Statement I Integral curves denoted by the first order linear differential equation `(dy)/(dx)-(1)/(x)y=-x` are family of parabolas passing throught the origin.
Statement II Every differential equation geomrtrically represents a family of curve having some common property.

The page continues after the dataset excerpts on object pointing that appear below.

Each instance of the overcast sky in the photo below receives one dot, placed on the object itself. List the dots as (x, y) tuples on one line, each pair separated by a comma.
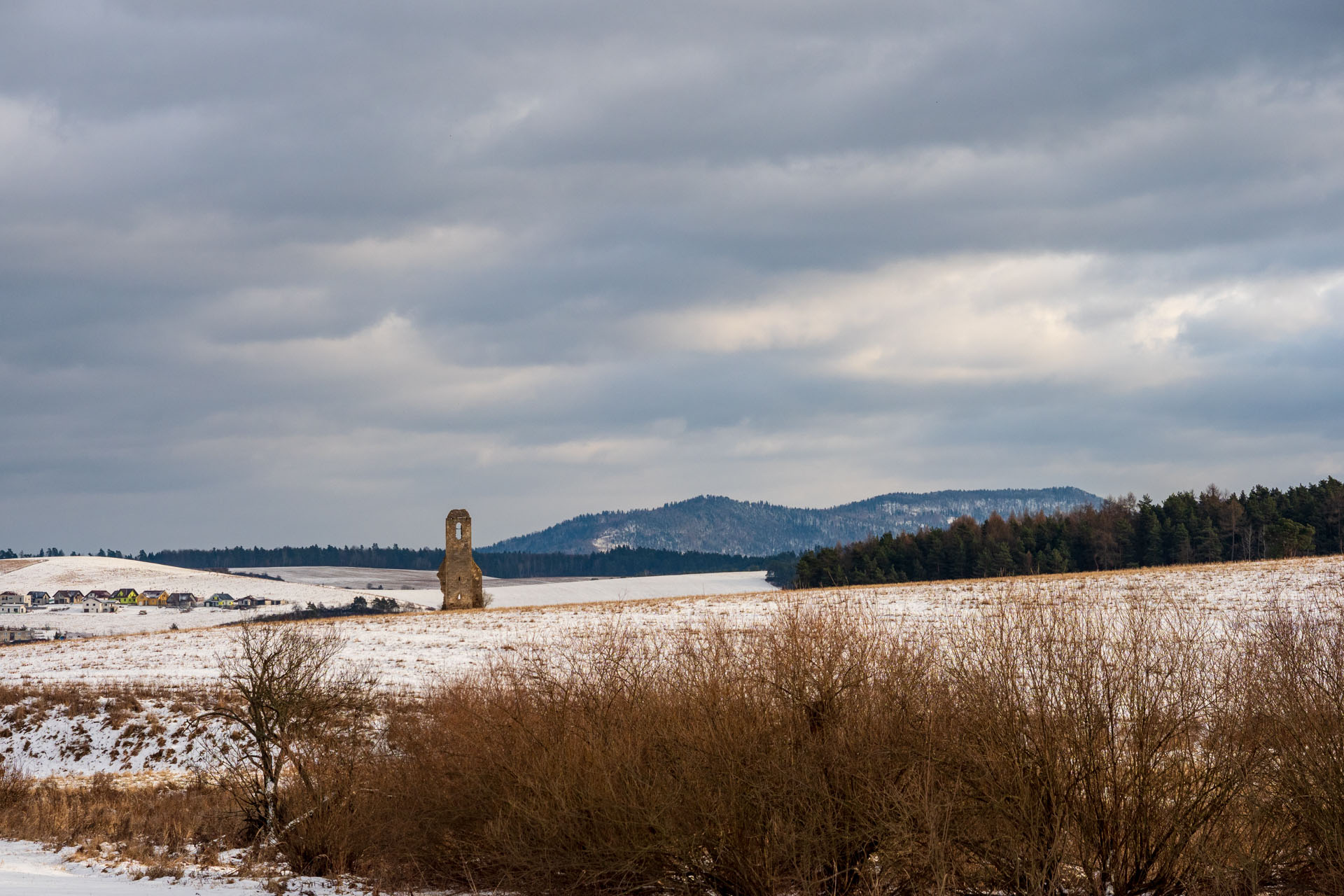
[(321, 272)]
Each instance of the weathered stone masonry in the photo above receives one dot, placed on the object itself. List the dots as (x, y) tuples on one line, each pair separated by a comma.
[(458, 577)]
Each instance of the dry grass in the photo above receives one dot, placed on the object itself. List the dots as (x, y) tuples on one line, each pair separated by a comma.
[(1043, 747)]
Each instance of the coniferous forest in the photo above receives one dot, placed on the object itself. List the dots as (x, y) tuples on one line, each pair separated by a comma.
[(1186, 528)]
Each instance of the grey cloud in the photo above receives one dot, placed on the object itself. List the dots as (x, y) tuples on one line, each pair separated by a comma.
[(253, 257)]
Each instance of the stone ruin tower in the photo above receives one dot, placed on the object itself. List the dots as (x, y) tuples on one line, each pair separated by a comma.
[(458, 577)]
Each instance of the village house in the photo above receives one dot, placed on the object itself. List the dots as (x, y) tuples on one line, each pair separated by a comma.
[(14, 602)]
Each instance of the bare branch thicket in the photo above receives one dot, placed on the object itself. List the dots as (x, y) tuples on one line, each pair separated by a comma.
[(293, 708), (1300, 688)]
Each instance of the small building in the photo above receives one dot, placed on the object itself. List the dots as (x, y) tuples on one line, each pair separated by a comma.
[(153, 598), (14, 602)]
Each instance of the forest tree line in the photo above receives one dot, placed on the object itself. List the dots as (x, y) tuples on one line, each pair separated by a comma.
[(511, 564), (1210, 527)]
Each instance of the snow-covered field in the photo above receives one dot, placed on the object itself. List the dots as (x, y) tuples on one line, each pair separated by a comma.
[(109, 574), (416, 649)]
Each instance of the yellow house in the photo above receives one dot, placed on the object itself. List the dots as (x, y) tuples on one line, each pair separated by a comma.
[(153, 598)]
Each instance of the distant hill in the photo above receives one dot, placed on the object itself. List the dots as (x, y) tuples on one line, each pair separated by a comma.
[(755, 528)]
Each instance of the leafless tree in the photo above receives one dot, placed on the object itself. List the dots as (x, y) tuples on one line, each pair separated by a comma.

To solve the problem, we need to analyze the two statements provided regarding the first-order linear differential equation: 1. **Statement I**: The integral curves denoted by the first-order linear differential equation \(\frac{dy}{dx} - \frac{1}{x}y = -x\) are a family of parabolas passing through the origin. 2. **Statement II**: Every differential equation geometrically represents a family of curves having some common property. ### Step-by-Step Solution **Step 1: Identify the differential equation.** The given differential equation is: \[ \frac{dy}{dx} - \frac{1}{x}y = -x \] **Step 2: Determine if it is a linear differential equation.** This is a first-order linear differential equation of the form: \[ \frac{dy}{dx} + P(x)y = Q(x) \] where \(P(x) = -\frac{1}{x}\) and \(Q(x) = -x\). **Step 3: Find the integrating factor.** The integrating factor \(I(x)\) is given by: \[ I(x) = e^{\int P(x) \, dx} = e^{\int -\frac{1}{x} \, dx} = e^{-\ln|x|} = \frac{1}{|x|} \] For simplicity, we can use \(I(x) = \frac{1}{x}\) (assuming \(x > 0\)). **Step 4: Multiply the entire differential equation by the integrating factor.** Multiplying through by \(\frac{1}{x}\): \[ \frac{1}{x}\frac{dy}{dx} - \frac{1}{x^2}y = -1 \] **Step 5: Rewrite the left-hand side as a derivative.** The left-hand side can be rewritten as: \[ \frac{d}{dx}\left(\frac{y}{x}\right) = -1 \] **Step 6: Integrate both sides.** Integrating both sides with respect to \(x\): \[ \int \frac{d}{dx}\left(\frac{y}{x}\right) \, dx = \int -1 \, dx \] This gives: \[ \frac{y}{x} = -x + C \] where \(C\) is the constant of integration. **Step 7: Solve for \(y\).** Multiplying through by \(x\): \[ y = -x^2 + Cx \] **Step 8: Analyze the solution.** The general solution \(y = -x^2 + Cx\) represents a family of parabolas. To check if they pass through the origin, substitute \(x = 0\): \[ y(0) = -0^2 + C(0) = 0 \] Thus, all curves pass through the origin. ### Conclusion - **Statement I** is true: The integral curves are indeed parabolas passing through the origin. - **Statement II** is also true: Every differential equation represents a family of curves with some common property. ### Final Answer Both statements are true, and Statement II serves as a correct explanation for Statement I.